Norman Mineta will add cache to campaign for Ed Roberts Campus
Oakland Tribune, Dec 20, 2006
BERKELEY - A former Silicon Valley congressman has been named honorary chairman of a campaign raising money for a one-stop center for disability services in the city.
Norman Y. Mineta will head the capital campaign committee for the Ed Roberts Campus, an 86,000-square-foot campus that will include a broad range of disability service programs, including legal advocacy, job training, parenting support and wheelchair sports.
The center, which will be built at the Ashby BART station, will also include fully accessible meeting rooms, a computer-media center, a fitness center, a cafe and a child development center. It is slated to open in 2009.

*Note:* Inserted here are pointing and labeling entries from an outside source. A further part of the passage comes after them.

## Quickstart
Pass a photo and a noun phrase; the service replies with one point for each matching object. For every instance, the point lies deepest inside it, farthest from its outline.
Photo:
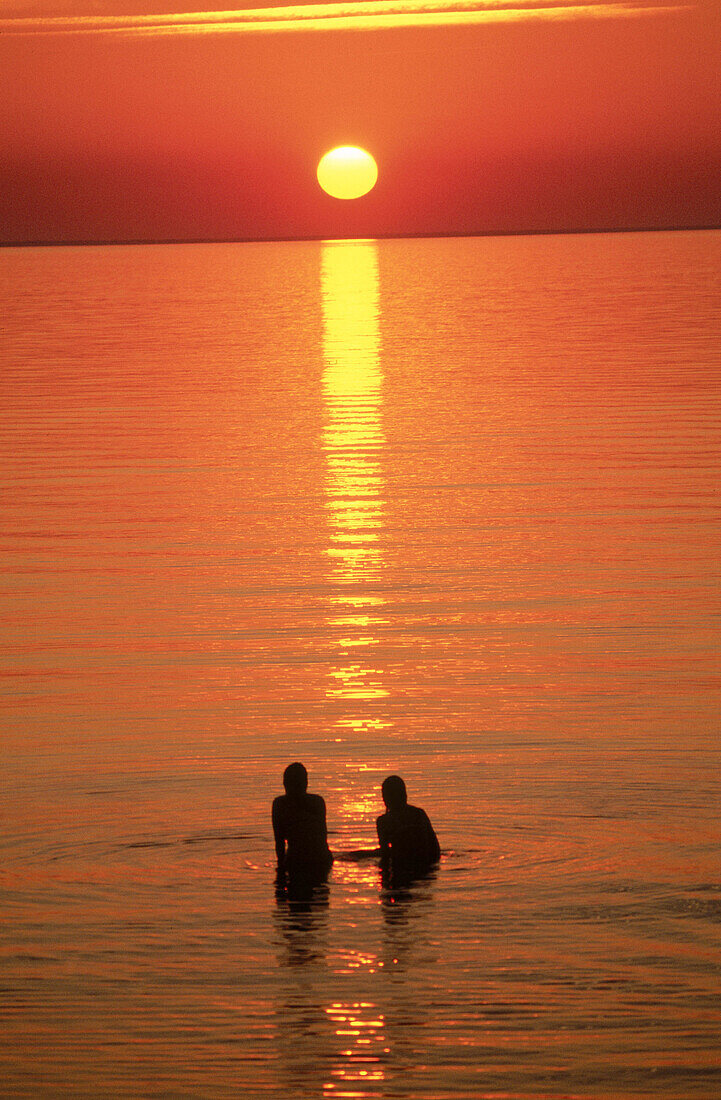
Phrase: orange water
(448, 508)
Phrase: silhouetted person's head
(394, 792)
(295, 779)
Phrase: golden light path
(363, 14)
(352, 442)
(347, 172)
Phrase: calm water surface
(448, 508)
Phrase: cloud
(362, 14)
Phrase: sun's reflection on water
(352, 442)
(361, 1030)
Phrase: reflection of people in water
(408, 844)
(301, 832)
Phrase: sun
(347, 172)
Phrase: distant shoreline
(380, 237)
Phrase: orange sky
(546, 117)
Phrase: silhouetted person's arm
(432, 840)
(383, 837)
(279, 833)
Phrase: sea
(445, 508)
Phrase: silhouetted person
(408, 844)
(301, 833)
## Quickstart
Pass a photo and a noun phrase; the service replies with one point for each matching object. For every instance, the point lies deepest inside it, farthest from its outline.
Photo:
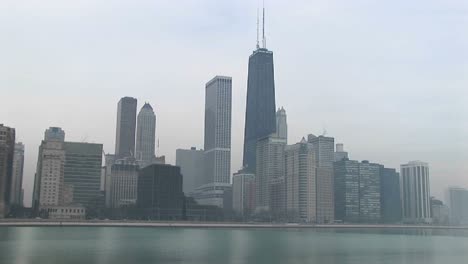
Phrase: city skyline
(399, 129)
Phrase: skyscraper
(218, 130)
(301, 189)
(458, 202)
(416, 192)
(191, 163)
(270, 169)
(82, 171)
(260, 117)
(146, 133)
(55, 134)
(7, 147)
(217, 156)
(282, 124)
(324, 156)
(17, 177)
(125, 132)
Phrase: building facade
(146, 136)
(390, 196)
(282, 124)
(125, 132)
(243, 192)
(159, 192)
(260, 116)
(191, 163)
(82, 170)
(17, 175)
(458, 202)
(7, 148)
(269, 168)
(324, 157)
(416, 203)
(301, 189)
(124, 179)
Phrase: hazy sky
(389, 79)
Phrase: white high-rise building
(146, 136)
(301, 189)
(17, 178)
(192, 168)
(415, 191)
(217, 160)
(270, 169)
(281, 124)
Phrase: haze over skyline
(387, 79)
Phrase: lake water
(109, 245)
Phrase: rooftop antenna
(263, 26)
(258, 45)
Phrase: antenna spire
(263, 27)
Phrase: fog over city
(389, 79)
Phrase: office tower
(357, 191)
(124, 179)
(282, 124)
(191, 163)
(54, 134)
(324, 157)
(415, 192)
(340, 153)
(260, 119)
(301, 189)
(7, 148)
(243, 192)
(217, 160)
(83, 162)
(17, 176)
(390, 196)
(159, 192)
(146, 133)
(218, 129)
(50, 172)
(109, 160)
(270, 168)
(458, 201)
(126, 121)
(440, 213)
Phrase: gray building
(17, 175)
(54, 134)
(301, 189)
(324, 156)
(416, 203)
(357, 191)
(146, 136)
(124, 181)
(340, 153)
(7, 148)
(270, 169)
(83, 162)
(458, 202)
(282, 124)
(191, 163)
(217, 160)
(125, 132)
(243, 193)
(260, 116)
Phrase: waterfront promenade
(181, 224)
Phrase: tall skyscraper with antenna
(260, 114)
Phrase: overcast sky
(389, 79)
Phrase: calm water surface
(108, 245)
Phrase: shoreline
(154, 224)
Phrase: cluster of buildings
(310, 181)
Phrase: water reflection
(46, 245)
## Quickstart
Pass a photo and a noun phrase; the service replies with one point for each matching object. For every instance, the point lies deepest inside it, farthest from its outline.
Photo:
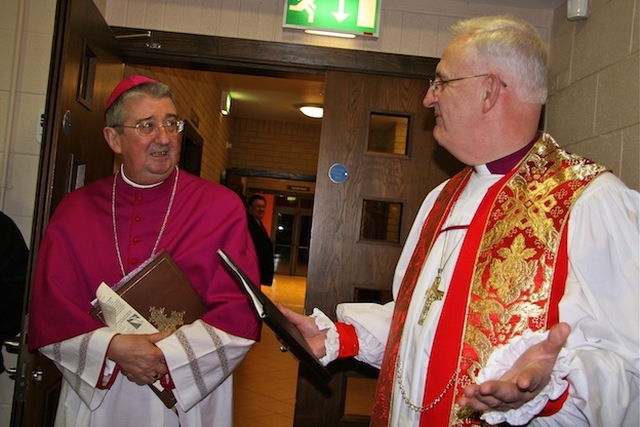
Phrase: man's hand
(307, 326)
(138, 357)
(528, 376)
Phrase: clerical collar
(134, 184)
(505, 164)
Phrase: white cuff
(332, 342)
(503, 358)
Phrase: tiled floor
(265, 382)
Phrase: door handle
(36, 375)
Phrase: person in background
(105, 230)
(14, 256)
(516, 296)
(256, 207)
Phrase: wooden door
(343, 263)
(85, 66)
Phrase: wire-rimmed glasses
(435, 83)
(149, 128)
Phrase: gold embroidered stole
(511, 269)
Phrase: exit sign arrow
(340, 15)
(359, 17)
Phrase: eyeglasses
(149, 128)
(434, 83)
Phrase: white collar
(134, 184)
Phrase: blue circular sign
(338, 173)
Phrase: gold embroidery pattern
(517, 256)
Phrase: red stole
(517, 242)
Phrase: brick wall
(274, 146)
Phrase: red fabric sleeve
(553, 406)
(349, 345)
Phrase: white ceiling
(273, 98)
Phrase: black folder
(287, 332)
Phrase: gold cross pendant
(433, 294)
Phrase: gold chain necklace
(162, 227)
(434, 402)
(434, 293)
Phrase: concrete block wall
(594, 103)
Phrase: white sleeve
(200, 357)
(80, 360)
(601, 303)
(372, 323)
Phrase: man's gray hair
(514, 48)
(116, 114)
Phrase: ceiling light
(314, 111)
(225, 103)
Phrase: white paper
(119, 315)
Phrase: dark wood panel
(226, 54)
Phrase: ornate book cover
(159, 291)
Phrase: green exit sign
(359, 17)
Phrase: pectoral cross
(432, 294)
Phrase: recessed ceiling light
(314, 111)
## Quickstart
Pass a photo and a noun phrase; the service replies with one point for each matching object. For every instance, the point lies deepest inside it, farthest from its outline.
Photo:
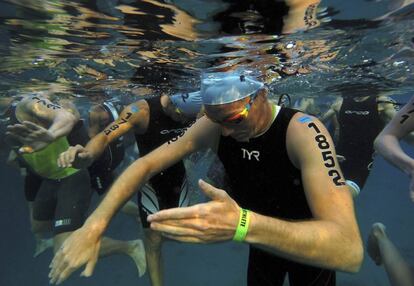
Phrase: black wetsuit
(167, 184)
(64, 201)
(101, 171)
(359, 125)
(265, 181)
(265, 17)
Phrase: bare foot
(41, 245)
(377, 233)
(138, 255)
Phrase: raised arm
(331, 239)
(133, 117)
(82, 246)
(302, 15)
(387, 142)
(388, 111)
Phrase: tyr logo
(253, 153)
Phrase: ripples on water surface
(124, 48)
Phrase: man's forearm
(62, 124)
(97, 145)
(124, 187)
(319, 243)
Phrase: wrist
(242, 226)
(95, 227)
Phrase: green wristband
(243, 226)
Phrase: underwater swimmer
(153, 121)
(302, 241)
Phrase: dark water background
(110, 53)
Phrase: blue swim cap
(187, 103)
(222, 88)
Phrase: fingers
(176, 230)
(60, 269)
(90, 266)
(211, 191)
(179, 227)
(187, 239)
(32, 126)
(175, 213)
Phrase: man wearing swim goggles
(289, 200)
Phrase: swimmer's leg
(153, 243)
(383, 251)
(39, 229)
(134, 249)
(131, 209)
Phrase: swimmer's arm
(301, 16)
(97, 115)
(59, 120)
(388, 112)
(331, 112)
(133, 117)
(331, 239)
(387, 142)
(144, 168)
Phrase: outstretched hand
(213, 221)
(76, 157)
(33, 137)
(78, 249)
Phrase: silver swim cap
(187, 103)
(222, 88)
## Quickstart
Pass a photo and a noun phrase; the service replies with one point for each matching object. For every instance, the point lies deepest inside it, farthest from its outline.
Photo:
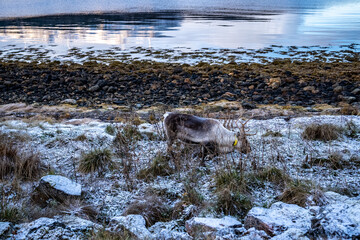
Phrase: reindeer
(207, 132)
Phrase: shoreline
(142, 84)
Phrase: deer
(207, 132)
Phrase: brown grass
(159, 167)
(233, 203)
(322, 132)
(334, 161)
(13, 161)
(96, 160)
(296, 192)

Mineta is currently the vice chairman of Hill & Knowlton, a public relations firm in Washington, D.C., and last week received the Presidential Medal of Freedom by President Bush.

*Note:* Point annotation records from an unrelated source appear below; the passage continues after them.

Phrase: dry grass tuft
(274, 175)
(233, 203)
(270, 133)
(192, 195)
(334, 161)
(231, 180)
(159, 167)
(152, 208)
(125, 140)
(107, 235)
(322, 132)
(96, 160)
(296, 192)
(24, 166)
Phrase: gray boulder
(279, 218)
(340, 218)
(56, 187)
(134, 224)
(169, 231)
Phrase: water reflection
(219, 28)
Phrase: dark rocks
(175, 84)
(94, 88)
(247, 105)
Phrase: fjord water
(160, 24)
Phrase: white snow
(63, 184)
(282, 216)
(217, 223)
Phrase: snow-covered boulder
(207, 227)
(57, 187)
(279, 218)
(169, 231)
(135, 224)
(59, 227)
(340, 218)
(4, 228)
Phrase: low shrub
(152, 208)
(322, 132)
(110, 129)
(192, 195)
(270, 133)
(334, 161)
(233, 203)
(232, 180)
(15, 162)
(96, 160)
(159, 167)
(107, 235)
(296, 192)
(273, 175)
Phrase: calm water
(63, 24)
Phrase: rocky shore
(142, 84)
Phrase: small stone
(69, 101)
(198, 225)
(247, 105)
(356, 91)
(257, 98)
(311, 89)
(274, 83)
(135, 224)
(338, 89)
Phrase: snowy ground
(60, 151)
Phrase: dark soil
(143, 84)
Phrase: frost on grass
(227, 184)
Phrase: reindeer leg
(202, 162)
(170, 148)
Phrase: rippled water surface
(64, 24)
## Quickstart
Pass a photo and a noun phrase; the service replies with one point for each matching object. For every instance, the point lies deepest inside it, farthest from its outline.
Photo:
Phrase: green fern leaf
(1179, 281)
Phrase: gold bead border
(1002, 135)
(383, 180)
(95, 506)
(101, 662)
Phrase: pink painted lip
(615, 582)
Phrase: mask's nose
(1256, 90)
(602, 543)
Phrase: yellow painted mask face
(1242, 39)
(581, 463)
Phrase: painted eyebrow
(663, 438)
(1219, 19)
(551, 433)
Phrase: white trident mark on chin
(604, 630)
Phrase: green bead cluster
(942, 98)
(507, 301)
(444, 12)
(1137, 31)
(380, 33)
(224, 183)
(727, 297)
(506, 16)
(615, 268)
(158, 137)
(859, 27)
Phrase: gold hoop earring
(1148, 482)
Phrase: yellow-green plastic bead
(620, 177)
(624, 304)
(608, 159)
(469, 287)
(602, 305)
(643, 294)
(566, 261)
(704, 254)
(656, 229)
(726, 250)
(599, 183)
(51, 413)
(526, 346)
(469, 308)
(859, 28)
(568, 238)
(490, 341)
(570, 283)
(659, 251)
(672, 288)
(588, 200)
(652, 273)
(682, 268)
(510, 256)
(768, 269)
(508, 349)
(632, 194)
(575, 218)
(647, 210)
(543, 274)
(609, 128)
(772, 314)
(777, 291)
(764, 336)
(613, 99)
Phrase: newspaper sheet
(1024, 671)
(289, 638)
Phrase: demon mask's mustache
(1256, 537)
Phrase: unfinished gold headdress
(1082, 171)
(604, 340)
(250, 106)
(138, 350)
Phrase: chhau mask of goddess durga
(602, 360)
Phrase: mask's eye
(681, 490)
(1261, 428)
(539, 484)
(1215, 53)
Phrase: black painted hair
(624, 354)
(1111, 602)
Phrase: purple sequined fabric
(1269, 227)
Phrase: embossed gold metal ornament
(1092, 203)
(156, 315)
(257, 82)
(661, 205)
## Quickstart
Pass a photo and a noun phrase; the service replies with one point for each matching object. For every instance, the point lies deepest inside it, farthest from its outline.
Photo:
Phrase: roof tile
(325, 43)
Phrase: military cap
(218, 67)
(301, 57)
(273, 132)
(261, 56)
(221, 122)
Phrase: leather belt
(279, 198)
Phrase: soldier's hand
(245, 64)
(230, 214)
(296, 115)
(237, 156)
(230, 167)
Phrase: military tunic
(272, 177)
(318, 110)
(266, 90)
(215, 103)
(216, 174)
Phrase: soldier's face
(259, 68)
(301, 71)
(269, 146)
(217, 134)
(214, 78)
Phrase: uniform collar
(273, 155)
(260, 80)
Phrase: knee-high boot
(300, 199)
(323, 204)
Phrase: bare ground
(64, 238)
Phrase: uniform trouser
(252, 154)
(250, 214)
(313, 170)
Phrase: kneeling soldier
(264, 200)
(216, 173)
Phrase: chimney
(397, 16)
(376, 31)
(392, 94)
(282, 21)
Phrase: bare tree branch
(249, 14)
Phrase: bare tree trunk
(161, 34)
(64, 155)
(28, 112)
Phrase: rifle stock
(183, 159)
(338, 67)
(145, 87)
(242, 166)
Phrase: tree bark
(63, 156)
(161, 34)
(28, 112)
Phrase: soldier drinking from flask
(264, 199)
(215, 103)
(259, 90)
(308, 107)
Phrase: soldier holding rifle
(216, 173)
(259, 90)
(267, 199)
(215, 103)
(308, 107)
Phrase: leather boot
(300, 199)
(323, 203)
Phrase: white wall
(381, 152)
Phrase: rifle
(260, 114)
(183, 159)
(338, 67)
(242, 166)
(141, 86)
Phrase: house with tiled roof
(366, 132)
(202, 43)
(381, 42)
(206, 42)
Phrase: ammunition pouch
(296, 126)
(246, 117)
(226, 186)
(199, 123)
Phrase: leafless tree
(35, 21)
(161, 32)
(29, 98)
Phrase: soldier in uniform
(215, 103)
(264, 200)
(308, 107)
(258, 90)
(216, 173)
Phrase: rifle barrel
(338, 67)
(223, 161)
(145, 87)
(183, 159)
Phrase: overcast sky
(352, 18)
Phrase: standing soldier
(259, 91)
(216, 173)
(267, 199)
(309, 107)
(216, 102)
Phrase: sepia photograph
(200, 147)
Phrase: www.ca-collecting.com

He served as U.S. Secretary of Transportation under President Bush, the only Democratic cabinet secretary in the Republican Bush administration, and as U.S. Secretary of Commerce under President Clinton.
The budget is $43 million and fund-raisers have secured $32.5 million in grants and pledges so far, said campus spokesman Caleb Dardick.
The city of Berkeley recently applied for more than $14 million in grants for the Ed Roberts Campus. Results of those applications should be known early next year, Dardick said.
Mineta will help the Ed Roberts Campus complete the private fundraising and head the task force that will organize the groundbreaking ceremonies for the facility, which are scheduled for July 26, 2007 -- to coincide with the 17th anniversary of the Americans with Disabilities Act (ADA).
The campus' namesake, Roberts, had polio and was an early leader in the city's independent-living movement as well as a student who helped pave the way for disabled student services at the University of California, Berkeley. Roberts died in 1995 at age 56.